In middle school, I had a teacher who was… well… odd? Interesting? Weird? Would walk around the halls singing “I’m dreaming of a purple Christmas.” The bottom line being his was amazing, and known for going off on tangents about things that either had nothing to do with what we were studying or very little to do with what we were studying (usually nothing). Occasionally could go on for several classes, sometimes half a class.
It is because of him that I was legitimately shocked when I was watching Drunk History awaiting the Alexander Hamilton episode and discovered that is 1919 the was a flood on the north end of Boston. Not a big deal right? Well, it was a flood of molasses. I’m going to link the Wikipedia article about it at the end of this post, but if you can, I recommend watching the Drunk History episode about it. It’s the one about food.
In Cambridge, there was a large a container that held what I believe can be categorized as a crap ton of molasses. It was used to make rum and alcohol was a big business at the time right before prohibition officially started, but there was still a ban on alcohol at the time. However, the amendment didn’t exist yet. (It was literally ratified the day after the disaster: January 16, 1919, and the county would become “dry” on January 17, 1920), so weird legal territory, but for the most part, the giant vat of molasses in Boston was to help make illegal rum. It was also used for making ammunition. How? I have no idea, but it was.
The tank was, by all accounts, poorly constructed. Many shortcuts were taken in the building of the tank to save money and to build it faster. A modern forensics report says that the walls of the tank were approximately half as thick as they should have been even by early 1900’s safety standards. It was also made out of the wrong kind of metal. Most likely to cut corners and save money.
A few days before the disaster extra, warm, molasses was added to the tank which combined with it being January in Boston, was a major contributor to what happened that afternoon.
On January 15th, 1919, it was a little bit warmer than usual, around 40 degrees and warming quickly. It had been a typical winter up until then with cold New England style weather. About half past noon the 50 by 90-foot vat of molasses collapsed sending over 2 million gallons of molasses into the streets.
Here’s a map of the area the red circle is about where the vat was:
Imagine stepping out of your house after hearing what must have sounded like a gunshot to see a wall of molasses flying toward you. This molasses was not as slow as its name would imply. It was in fact, ridiculously fast. A study by Harvard proved that it was not a slow flood but a literal wave, as the news reports of the time claim. 26 million pounds of molasses flooded Commerical Street in Boston forming a15-foott wave of sticky sweet goo that coated everything around it.
Now, this sounds amusing, something to laugh about 98 years later. I imagine a brown wave moving so slow, like it does when I try to pour it out onto pancakes or when I’m trying to make gingerbread, but the force of the wave trapped people. It was quick moving and warm at first, but it slowed and hardened quickly, trapping 21 people, 2 of them 10-year-olds, until they suffocated. 150 people were injured, many horses were injured or killed.
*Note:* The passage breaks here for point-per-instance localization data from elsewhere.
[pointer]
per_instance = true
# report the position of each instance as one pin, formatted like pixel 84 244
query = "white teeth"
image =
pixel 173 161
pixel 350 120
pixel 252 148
The property damage cost was well over $100 million in today’s money, that’s not including the cost of actual clean up. They used sand to try to absorb it and used fire trucks spraying salt water to spray it into the harbor. It’s said that the harbor (the harbor in Boston that has been known for the stuff that gets throw into it) was brown with molasses until summer. It took about 80 thousand man hours to clean the whole thing.
Here’s a photo of the aftermath:
I can’t imagine what it would have been like to live through something like that. I’ve witnessed floods, but, like, water, so it just went away after a while. I can’t even begin to think about how terrifying, it was to look out your window and see this.
There are many jokes that can be made about this event; I’ve had to restrain myself in writing this for the most part because, in the end, 21 people died a horrible death. And for the rest of the survivors’ lives, they had to tell people that someone they knew drowned in molasses.
It’s said that if the wind blows just right in the North End is still smells like molasses.